Chad Carpenter’s Tundra Gets Into Home Paper

After 27 years cartoonist Chad Carpenter gets his Tundra comic strip into his hometown newspaper.

Monday afternoon Chad Carpenter sat in his Alaska State Fair booth surrounded his Tundra Comics merchandise. But that’s not all that’s on Carpenter’s agenda this week. Carpenter, the Valley’s most noted cartoonist, will see his Tundra Comics appear in his hometown newspaper, the Mat-Su Valley Frontiersman, for the first time.

And The Valley Frontiersman and Chad are throwing a party:

There will be a launch party at Bearpaw River Brewing Company Thursday from 5 to 7 p.m.
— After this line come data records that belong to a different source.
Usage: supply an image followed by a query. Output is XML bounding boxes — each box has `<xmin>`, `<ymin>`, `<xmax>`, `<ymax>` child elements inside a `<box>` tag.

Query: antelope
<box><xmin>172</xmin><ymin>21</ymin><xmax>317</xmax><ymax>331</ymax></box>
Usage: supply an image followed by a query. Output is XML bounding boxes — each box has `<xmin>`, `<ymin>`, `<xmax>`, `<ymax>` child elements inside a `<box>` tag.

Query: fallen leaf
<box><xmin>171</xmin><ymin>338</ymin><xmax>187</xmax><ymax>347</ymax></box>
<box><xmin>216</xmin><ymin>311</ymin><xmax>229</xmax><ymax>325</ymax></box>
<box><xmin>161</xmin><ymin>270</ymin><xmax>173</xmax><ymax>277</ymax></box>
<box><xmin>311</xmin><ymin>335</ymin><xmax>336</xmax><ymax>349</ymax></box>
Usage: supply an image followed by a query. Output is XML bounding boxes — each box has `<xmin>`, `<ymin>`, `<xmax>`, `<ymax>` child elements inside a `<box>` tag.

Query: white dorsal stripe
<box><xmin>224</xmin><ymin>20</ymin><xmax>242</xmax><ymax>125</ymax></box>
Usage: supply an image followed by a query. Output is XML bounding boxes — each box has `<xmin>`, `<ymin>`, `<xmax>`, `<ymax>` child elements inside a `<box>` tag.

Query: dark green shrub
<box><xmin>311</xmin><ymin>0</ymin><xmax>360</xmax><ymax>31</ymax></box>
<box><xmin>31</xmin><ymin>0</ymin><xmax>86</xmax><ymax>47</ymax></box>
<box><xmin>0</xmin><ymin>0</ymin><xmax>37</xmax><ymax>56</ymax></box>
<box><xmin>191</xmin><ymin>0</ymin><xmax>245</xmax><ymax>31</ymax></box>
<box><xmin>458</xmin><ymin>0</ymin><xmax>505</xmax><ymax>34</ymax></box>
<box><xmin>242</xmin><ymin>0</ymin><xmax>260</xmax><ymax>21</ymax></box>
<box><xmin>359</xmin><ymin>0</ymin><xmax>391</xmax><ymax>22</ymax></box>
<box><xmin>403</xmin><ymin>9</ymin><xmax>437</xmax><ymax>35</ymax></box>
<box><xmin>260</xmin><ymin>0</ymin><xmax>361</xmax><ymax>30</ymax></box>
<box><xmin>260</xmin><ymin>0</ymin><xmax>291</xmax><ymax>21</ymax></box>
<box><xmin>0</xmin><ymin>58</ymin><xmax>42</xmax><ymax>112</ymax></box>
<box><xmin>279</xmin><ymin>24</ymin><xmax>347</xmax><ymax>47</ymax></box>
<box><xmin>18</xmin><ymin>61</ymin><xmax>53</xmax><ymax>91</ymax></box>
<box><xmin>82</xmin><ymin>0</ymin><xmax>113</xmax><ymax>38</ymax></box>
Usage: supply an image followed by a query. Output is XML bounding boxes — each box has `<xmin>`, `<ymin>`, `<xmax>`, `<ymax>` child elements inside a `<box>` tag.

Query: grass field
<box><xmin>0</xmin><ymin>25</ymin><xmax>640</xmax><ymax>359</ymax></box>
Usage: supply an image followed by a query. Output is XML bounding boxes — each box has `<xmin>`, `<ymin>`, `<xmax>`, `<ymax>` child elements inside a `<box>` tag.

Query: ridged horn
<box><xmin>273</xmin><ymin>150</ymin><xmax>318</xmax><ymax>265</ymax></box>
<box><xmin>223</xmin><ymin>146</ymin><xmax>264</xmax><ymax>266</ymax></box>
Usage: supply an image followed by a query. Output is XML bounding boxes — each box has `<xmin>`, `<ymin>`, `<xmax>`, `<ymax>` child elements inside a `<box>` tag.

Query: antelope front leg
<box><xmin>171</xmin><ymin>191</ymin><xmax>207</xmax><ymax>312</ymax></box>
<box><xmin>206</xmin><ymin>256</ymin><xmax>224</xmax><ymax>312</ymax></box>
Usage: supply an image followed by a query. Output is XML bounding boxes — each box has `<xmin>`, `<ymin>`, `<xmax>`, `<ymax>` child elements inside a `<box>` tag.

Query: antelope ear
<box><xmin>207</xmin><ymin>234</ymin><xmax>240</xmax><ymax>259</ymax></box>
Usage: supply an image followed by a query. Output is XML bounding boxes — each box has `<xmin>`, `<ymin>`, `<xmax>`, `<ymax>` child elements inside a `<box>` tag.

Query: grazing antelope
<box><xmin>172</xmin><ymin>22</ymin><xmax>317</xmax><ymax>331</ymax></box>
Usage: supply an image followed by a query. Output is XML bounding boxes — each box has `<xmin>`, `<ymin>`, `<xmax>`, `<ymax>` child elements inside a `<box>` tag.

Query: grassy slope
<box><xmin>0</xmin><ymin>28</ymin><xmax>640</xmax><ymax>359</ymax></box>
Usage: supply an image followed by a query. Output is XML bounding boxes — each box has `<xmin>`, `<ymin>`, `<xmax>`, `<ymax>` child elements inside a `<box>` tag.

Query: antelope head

During the launch party, the first 20 people who walk through door will receive free admission and parking tickets to the Alaska State Fair and a grand prize for two tickets to see Jim Gaffigan live on the fairgrounds Sunday.

The Anchorage Daily News was the first paper to pick up Carpenter. Now, Tundra Comics prints in about 650 newspapers across the U.S. The strip was born right here in the Valley in 1991, after Carpenter found himself in the “right place at the right time.”

Mat-Su Valley Frontiersman Publisher Dennis Anderson said. “I had quite a few readers ask me to publish his comic strip but because of contractual obligations we couldn’t in the past. We were able to work through that hurdle.”

Apparently the Valley Frontiersman is in the Daily News’ circulation area (Wasilla being part of the Anchorage metropolitan area) and the Daily News had exclusive rights to the strip in their area. Recently the two papers “were able to work through that hurdle”

The Valley Frontiersman celebrates with a feature article (and a party).